Pennsport was new in some ways, familiar in others.

"You could tell the neighborhood was starting to change, but most of the houses are still occupied by the same people," she said. "Some of them remembered me."

The house has three bedrooms, 2½ baths, and just 1,600 square feet, including the unfinished basement.

"We wanted to go with lighter furniture because the house is small," Hayes said. "Everything had to have a clean look."

Hanging pieces by Michael Biello, a Philadelphia-based artist whose work has been displayed internationally, are scattered throughout, saving space with their verticality. The largest one hangs like a pendulum through the three-story stairwell with industrial-style railings.

Hayes and Zuchero wanted to be able to watch TV in the living room but didn't like the idea of the set dominating the room. So they hide it behind sliding abstract art panels when it's not in use.

For energy efficiency, they installed Mitsubishi heating ducts and a tankless instant hot water heater.
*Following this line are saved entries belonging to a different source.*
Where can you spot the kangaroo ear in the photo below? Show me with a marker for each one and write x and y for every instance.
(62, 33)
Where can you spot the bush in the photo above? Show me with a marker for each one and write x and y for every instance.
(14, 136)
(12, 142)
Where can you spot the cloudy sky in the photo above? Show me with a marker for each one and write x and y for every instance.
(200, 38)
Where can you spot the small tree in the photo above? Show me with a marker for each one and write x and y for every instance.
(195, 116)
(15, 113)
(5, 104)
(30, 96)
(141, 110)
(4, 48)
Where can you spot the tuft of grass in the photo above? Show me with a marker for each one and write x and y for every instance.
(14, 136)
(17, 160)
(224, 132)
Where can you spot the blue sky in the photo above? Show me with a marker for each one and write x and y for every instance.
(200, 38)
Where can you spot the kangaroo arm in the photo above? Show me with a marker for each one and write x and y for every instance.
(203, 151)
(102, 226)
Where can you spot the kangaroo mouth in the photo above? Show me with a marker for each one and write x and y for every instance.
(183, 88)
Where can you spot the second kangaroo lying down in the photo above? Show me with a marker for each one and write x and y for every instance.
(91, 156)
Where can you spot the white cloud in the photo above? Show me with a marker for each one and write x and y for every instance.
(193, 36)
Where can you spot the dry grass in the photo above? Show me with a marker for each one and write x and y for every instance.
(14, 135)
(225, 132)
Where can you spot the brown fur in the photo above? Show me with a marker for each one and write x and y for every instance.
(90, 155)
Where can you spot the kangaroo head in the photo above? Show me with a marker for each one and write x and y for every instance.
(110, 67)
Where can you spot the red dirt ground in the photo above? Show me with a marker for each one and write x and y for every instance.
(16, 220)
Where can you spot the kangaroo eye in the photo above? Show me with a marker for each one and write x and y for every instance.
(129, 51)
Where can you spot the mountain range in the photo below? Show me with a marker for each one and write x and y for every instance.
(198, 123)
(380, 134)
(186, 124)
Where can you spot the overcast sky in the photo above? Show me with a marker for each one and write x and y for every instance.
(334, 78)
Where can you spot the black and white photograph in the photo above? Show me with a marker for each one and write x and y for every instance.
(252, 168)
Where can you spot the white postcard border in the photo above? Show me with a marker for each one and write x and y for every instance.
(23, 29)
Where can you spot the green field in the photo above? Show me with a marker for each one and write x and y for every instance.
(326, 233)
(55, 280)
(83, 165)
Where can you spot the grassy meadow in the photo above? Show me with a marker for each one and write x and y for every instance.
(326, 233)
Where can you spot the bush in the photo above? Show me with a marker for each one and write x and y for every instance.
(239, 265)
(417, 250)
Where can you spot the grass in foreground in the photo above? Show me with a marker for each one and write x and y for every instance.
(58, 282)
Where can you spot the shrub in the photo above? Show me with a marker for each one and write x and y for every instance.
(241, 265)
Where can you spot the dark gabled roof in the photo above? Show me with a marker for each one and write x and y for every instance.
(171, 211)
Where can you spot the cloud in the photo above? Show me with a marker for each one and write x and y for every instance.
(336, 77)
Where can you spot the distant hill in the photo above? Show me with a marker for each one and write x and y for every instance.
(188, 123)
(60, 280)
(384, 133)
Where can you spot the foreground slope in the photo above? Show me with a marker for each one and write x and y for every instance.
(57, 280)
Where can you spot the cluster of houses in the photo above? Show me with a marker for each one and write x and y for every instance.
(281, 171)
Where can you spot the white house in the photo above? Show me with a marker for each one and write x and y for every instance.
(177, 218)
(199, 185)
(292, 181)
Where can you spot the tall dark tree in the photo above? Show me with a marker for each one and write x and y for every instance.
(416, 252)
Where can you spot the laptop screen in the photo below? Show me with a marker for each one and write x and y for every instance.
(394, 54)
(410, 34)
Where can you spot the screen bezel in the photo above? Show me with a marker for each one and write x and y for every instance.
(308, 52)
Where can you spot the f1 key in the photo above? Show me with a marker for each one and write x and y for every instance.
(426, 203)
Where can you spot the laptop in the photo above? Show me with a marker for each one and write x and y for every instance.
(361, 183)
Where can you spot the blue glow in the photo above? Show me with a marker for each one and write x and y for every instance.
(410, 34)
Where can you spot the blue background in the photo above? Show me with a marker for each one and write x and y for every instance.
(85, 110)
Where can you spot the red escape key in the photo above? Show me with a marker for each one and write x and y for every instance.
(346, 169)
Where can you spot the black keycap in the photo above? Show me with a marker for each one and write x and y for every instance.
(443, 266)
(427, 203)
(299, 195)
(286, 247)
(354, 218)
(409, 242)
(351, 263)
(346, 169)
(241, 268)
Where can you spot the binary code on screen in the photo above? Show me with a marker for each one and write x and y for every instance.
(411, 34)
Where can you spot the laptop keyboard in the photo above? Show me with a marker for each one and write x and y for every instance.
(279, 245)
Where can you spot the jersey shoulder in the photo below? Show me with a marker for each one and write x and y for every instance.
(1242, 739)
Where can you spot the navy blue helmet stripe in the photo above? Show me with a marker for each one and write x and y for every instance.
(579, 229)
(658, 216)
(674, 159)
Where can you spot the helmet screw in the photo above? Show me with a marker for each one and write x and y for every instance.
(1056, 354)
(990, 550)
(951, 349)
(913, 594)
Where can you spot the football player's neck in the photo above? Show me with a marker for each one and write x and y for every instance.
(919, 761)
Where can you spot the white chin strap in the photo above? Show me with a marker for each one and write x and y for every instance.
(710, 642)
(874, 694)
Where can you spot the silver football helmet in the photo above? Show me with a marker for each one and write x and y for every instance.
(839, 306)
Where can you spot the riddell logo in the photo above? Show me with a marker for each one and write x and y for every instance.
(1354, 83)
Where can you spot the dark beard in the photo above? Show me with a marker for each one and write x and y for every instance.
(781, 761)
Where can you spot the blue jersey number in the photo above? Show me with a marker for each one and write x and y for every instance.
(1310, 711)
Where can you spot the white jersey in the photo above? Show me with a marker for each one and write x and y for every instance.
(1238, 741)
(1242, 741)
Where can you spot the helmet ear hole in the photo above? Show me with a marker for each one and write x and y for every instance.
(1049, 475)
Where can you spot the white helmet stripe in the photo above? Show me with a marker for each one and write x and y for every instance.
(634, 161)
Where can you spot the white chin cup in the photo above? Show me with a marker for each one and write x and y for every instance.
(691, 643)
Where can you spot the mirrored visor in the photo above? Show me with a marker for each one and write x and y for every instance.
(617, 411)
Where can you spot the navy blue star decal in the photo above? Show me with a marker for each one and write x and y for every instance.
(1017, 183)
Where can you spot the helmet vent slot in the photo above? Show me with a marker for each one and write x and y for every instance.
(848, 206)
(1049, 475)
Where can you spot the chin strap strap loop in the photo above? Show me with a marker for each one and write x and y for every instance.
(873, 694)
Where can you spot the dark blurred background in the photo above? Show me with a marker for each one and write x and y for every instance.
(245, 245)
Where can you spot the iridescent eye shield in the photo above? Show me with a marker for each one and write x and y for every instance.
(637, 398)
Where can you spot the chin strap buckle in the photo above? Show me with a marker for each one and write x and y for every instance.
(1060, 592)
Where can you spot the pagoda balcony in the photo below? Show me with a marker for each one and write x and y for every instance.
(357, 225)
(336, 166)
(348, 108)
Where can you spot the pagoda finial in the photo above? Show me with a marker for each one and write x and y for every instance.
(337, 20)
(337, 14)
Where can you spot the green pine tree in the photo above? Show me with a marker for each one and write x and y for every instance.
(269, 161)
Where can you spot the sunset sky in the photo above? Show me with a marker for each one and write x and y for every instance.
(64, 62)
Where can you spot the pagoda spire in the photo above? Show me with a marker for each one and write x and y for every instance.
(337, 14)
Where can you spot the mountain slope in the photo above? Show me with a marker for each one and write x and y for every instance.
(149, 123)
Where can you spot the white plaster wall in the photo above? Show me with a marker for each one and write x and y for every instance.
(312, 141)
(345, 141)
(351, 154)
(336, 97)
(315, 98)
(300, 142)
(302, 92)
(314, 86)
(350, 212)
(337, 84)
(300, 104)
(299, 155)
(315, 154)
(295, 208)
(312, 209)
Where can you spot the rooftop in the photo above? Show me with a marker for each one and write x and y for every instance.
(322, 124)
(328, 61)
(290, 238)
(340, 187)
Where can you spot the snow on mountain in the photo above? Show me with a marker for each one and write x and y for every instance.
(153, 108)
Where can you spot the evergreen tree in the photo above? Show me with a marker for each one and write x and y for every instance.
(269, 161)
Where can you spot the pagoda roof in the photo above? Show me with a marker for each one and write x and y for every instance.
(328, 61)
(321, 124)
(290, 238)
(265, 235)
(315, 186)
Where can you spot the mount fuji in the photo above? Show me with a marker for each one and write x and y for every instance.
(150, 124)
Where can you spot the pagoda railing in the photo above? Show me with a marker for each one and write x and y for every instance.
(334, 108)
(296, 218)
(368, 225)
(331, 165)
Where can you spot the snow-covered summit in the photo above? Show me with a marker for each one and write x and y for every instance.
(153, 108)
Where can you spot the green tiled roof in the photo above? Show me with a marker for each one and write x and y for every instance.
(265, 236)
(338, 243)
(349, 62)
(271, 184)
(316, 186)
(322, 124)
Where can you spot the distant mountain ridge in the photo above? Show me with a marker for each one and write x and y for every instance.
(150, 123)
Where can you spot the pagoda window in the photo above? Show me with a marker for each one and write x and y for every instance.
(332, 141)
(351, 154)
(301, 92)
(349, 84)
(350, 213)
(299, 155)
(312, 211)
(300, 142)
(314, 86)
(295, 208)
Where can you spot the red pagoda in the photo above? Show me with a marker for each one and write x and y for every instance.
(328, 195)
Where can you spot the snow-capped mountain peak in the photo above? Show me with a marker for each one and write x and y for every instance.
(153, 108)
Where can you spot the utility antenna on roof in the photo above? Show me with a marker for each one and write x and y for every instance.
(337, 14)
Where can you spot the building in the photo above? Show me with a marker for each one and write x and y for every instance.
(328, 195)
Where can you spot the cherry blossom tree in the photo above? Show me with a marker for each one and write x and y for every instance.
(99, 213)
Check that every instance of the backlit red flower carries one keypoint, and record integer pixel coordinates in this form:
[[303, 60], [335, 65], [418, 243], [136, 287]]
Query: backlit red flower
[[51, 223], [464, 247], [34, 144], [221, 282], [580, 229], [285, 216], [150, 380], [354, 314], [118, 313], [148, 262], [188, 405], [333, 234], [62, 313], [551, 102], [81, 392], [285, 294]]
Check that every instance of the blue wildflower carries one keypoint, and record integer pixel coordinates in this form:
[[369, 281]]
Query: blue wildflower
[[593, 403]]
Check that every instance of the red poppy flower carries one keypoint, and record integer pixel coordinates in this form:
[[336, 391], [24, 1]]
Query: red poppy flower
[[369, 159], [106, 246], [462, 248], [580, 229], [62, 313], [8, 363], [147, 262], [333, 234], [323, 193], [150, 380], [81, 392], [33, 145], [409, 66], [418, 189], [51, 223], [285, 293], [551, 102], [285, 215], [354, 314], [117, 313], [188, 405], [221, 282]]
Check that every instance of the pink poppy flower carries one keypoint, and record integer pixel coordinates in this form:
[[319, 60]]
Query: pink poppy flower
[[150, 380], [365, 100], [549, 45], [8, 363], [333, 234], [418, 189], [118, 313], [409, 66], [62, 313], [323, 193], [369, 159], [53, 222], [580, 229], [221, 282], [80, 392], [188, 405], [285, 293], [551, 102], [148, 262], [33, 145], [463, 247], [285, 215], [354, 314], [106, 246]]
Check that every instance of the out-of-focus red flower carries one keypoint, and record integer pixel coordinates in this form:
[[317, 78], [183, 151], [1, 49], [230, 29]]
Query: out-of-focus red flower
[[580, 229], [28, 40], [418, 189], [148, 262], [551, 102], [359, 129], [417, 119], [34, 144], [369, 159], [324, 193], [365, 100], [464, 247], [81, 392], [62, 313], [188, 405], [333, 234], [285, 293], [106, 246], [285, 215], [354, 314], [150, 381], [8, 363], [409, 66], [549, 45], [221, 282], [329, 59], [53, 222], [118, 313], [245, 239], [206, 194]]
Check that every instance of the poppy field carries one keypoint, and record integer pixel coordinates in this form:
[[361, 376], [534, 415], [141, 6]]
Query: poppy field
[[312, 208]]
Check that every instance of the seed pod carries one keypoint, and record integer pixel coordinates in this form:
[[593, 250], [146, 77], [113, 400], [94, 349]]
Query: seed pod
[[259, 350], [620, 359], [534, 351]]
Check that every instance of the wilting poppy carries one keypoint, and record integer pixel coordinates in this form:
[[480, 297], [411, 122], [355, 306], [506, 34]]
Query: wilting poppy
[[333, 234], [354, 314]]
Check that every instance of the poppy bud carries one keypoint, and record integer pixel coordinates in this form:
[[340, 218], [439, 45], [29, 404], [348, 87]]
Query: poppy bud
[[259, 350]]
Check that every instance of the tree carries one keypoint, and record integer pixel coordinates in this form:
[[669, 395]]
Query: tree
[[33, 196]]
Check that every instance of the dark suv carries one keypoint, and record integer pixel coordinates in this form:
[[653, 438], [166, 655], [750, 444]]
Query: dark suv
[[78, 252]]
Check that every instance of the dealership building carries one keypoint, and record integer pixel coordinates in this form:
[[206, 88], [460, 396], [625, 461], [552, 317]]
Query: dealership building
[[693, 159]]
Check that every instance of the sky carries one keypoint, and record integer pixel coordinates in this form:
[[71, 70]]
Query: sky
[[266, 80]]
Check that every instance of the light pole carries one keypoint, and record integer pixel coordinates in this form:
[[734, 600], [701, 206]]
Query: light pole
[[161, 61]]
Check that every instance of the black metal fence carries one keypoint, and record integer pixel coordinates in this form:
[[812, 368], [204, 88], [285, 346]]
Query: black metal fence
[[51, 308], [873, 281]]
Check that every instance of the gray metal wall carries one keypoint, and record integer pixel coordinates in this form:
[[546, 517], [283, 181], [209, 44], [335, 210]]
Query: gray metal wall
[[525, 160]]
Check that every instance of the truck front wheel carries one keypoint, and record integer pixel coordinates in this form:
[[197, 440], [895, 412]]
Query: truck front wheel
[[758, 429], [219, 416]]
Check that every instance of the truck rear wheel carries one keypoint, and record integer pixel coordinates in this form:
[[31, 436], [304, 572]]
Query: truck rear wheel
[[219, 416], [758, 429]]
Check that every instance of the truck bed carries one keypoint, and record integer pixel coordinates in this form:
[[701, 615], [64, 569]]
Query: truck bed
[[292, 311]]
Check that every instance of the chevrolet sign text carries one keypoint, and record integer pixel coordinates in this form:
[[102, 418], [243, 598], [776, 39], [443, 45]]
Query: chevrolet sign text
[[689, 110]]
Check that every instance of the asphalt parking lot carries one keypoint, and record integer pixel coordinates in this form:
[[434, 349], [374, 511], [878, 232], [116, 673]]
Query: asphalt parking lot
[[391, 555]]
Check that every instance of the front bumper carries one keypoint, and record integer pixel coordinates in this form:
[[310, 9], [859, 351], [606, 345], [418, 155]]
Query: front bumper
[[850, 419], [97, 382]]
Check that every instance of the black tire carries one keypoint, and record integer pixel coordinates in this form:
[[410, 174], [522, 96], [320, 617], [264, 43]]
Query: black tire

The main bathroom has a large Corian tub, and the kitchen has granite countertops.

"John is the chef," Hayes said. "So he got to pick the appliances."

The one drawback to the house, they said, was a blank wall on the house across the street, a huge expanse of beige visible from the side balcony.

They were thinking of offering to have a mural put on it at their own expense when the couple found out that legendary mosaic artist Isaiah Zagar and his apprentices were about to decorate it.

But there is still work to be done.

Zuchero plans to redo the master bedroom with bureaus sunk into the wall and with lighting similar to what he saw in a South Philadelphia bar.

And "the deck will be addressed next year," Hayes said.